Feb 7, 2010

mpdtrace and using multiple nodes to run mpi

In a cluster, which the user may need to launch the mpd manually, here are descriptions of to-dos. The situation that one may consider to do so, is when you launch a executable program on multiple nodes, however, there is only the local node is used. Or you see some error like MPI connection or communication error. It is the time to check if all the nodes listed in the hosts file are able to communicate with each other. Error like: mpiexec: unable to start all procs; may have invalid machine names remaining specified hosts.

Following description works for MPICH2, using mpiexec ot mpirun. That is how I tested. 

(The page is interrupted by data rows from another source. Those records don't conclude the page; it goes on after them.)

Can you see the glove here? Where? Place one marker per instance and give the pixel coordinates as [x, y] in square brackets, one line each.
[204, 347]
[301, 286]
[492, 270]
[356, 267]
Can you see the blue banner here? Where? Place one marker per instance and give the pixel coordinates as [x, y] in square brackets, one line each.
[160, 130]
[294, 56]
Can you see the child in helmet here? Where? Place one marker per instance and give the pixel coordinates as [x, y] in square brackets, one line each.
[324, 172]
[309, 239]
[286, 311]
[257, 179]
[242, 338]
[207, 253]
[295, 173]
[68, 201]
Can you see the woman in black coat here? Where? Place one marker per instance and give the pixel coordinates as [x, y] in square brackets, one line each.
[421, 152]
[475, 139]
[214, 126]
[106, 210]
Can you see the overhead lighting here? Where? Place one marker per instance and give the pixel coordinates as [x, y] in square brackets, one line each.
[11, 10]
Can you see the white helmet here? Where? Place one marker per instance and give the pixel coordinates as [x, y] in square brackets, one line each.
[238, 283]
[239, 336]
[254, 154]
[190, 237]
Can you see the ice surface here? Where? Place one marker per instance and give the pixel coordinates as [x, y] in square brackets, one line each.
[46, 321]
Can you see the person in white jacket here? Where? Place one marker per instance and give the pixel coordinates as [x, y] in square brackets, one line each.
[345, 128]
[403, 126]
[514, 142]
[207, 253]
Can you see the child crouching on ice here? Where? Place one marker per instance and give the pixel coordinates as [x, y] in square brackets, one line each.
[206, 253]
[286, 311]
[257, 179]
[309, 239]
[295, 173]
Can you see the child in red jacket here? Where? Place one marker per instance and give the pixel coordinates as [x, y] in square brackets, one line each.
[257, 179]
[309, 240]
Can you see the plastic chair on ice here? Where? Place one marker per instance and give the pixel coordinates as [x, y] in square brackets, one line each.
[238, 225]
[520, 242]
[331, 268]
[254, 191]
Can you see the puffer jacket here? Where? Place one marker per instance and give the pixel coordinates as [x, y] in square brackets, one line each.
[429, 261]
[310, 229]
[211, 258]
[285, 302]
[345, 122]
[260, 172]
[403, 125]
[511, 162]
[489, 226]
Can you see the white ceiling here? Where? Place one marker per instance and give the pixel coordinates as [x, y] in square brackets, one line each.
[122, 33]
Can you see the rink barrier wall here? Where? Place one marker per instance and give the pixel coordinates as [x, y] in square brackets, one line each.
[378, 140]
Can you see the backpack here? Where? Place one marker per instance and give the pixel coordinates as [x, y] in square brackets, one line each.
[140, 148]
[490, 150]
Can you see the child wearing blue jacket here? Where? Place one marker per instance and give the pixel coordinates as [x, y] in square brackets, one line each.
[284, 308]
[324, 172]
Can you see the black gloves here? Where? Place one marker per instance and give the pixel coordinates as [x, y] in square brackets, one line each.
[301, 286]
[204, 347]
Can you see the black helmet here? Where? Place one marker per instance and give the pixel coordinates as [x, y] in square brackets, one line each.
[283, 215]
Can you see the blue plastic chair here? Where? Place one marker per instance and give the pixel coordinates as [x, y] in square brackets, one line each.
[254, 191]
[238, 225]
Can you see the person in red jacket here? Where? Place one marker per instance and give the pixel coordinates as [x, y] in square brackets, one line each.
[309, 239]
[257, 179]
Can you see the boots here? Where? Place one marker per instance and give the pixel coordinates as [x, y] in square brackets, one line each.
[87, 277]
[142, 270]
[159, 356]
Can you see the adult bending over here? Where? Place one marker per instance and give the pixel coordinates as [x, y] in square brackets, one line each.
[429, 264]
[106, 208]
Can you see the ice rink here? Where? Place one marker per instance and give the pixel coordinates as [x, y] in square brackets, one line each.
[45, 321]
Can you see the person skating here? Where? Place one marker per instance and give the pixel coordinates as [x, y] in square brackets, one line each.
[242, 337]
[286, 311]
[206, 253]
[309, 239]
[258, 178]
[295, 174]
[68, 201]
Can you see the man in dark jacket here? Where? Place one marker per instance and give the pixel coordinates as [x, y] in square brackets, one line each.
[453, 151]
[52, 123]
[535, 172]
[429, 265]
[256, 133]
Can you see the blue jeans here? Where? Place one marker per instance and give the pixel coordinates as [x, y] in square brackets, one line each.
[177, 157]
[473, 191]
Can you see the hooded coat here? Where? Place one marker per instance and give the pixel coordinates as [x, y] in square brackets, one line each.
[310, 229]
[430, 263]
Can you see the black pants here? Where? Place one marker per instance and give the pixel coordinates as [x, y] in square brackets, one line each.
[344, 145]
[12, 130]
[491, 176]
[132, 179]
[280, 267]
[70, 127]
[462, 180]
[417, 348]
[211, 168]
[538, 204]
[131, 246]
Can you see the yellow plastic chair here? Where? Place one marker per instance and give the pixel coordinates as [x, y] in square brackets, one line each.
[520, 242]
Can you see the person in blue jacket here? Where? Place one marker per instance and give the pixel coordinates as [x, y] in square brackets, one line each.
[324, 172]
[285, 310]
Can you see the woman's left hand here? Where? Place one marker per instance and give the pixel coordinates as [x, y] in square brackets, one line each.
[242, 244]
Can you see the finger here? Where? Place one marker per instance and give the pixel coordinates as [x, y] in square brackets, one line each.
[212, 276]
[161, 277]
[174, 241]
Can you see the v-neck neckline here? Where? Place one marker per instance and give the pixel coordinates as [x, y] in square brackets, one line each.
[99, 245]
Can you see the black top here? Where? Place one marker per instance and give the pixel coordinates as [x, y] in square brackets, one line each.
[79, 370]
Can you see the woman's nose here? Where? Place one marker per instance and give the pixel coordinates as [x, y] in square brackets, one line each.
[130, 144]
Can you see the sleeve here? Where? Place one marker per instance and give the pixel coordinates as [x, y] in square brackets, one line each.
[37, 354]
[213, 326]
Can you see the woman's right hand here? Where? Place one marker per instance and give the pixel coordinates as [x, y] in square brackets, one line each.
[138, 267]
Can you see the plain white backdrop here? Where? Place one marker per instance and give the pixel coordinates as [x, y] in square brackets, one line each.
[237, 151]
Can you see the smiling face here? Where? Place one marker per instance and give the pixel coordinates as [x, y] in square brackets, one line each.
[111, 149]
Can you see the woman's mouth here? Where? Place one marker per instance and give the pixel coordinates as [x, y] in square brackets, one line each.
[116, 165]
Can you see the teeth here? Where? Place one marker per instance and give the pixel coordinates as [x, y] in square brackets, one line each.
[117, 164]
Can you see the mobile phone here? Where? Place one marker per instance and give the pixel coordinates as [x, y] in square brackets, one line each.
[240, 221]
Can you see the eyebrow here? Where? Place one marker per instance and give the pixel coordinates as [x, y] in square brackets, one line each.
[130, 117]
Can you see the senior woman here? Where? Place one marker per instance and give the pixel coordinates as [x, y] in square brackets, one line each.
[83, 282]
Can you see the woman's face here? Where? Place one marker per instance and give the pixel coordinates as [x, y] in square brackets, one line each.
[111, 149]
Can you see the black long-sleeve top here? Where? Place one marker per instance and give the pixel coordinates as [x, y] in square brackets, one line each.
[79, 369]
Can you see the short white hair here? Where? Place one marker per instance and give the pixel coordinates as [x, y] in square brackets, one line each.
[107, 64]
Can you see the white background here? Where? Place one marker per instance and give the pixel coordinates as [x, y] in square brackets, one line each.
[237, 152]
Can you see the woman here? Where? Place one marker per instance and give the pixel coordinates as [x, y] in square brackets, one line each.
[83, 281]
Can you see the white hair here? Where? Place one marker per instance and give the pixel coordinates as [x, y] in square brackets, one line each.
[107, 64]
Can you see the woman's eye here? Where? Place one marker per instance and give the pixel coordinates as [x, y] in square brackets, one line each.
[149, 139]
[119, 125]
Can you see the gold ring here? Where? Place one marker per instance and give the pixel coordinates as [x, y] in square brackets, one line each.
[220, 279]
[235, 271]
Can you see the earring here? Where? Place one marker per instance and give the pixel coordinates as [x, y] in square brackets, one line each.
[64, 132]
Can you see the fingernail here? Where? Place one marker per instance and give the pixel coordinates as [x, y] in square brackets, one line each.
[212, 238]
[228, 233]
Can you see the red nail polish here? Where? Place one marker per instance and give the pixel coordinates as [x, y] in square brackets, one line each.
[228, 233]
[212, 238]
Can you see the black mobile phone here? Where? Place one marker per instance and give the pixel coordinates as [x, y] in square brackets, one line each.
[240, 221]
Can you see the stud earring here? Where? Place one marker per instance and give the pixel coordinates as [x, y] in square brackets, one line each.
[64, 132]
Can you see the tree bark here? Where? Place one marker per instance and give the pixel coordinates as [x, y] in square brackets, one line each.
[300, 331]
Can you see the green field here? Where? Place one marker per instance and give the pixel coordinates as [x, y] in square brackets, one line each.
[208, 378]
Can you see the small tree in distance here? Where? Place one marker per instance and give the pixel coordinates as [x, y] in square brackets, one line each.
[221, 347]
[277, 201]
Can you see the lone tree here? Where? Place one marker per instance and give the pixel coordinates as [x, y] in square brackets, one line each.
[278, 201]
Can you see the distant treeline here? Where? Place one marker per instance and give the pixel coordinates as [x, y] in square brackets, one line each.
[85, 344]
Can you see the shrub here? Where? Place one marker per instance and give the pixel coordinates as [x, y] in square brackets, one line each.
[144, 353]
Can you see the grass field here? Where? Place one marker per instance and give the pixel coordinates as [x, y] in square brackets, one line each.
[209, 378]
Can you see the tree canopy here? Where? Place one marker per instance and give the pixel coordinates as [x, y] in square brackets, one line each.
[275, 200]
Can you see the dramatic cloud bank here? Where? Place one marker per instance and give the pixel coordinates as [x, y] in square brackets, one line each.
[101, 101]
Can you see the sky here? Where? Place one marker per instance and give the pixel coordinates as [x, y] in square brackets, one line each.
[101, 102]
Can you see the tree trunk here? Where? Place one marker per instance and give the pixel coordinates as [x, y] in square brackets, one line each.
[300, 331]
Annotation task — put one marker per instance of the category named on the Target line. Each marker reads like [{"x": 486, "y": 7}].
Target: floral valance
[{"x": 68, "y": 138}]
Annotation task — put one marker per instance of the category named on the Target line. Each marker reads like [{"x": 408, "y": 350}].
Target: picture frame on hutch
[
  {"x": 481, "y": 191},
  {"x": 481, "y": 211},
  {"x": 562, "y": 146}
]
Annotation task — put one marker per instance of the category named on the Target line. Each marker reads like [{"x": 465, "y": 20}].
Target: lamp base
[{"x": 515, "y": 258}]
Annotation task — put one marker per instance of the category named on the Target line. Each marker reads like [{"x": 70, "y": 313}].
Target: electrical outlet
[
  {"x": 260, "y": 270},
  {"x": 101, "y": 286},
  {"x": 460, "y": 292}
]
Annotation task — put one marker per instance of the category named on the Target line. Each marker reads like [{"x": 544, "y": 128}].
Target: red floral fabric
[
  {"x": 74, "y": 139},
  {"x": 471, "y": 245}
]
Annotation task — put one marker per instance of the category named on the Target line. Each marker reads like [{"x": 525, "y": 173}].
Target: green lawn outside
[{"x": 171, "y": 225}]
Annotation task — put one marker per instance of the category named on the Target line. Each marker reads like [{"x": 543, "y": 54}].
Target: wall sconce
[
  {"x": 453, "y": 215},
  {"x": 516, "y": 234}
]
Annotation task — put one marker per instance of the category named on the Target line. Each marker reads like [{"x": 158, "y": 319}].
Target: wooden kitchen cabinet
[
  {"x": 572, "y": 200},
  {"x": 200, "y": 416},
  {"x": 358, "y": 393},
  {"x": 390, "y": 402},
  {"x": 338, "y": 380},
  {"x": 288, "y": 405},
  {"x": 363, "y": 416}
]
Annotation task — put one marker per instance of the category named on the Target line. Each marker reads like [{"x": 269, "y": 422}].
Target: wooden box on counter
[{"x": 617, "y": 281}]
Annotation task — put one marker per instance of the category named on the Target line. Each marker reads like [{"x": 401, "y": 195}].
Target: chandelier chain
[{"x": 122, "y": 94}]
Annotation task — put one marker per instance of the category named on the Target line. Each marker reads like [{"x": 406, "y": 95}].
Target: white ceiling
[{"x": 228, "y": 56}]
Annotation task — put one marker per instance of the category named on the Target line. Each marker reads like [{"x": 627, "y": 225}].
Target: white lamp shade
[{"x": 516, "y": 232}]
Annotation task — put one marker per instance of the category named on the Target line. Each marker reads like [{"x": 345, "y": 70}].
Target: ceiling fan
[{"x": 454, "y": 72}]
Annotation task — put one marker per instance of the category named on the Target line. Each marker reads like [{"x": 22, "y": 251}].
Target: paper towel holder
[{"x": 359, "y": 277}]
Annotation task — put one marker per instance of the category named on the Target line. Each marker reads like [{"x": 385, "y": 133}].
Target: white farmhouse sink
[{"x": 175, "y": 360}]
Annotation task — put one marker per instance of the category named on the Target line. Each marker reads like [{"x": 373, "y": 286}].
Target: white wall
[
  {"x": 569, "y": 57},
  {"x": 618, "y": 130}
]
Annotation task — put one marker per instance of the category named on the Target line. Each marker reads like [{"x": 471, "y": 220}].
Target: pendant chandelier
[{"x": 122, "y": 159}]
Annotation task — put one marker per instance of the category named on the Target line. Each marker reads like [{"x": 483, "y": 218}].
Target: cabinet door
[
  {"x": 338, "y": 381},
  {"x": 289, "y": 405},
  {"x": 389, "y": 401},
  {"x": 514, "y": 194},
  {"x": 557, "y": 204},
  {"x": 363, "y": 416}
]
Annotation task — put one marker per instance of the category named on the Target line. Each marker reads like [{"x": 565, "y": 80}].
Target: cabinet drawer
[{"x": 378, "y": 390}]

On the node where you launch the program, type
>> mpdtrace -l
It gives you  <node name>_<port>(IP)
blade50_51094 (IP **)
blade49_56382 (IP **)
blade47_35763 (IP **)
blade48_49526 (IP **)
blade51_53029 (IP **) 

If not all nodes are listed here, for example, if blade46 is in the hosts file, and is available. ssh to blade46, type
>>mpd -h blade50 -p 51094 &
If you want to start more mpd
>>mpd -h blade50 -p 51094 -n &
Then the blade46 can be used.

To clean up mpd daemon, use mpdcleanup

Besides, if you want to launch m consecutive ranks on the same node, use mpd --ncpus=m
For example:
mpd --ncpus=2 &
or
mpd --ncpus=2 -h blade50 -p 51094 &


QUOTE"
If an mpd is started with the --ncpus option, then when it is its turn to start a process, it will start several application processes rather than just one before handing off the task of starting more processes to the next mpd in the ring. For example, if the mpd is started with
mpd --ncpus=4
then it will start as many as four application processes, with consecutive ranks, when it is its turn to start processes. This option is for use in clusters of SMP's, when the user would like consecutive ranks to appear on the same machine. (In the default case, the same number of processes might well run on the machine, but their ranks would be different.) (A feature of the --ncpus=[n] argument is that it has the above effect only until all of the mpd's have started n processes at a time once; afterwards each mpd starts one process at a time. This is in order to balance the number of processes per machine to the extent possible.)
"END of QUOTE

1 comment:

Anonymous said...

I got the same error, and your solution worked. Thanks!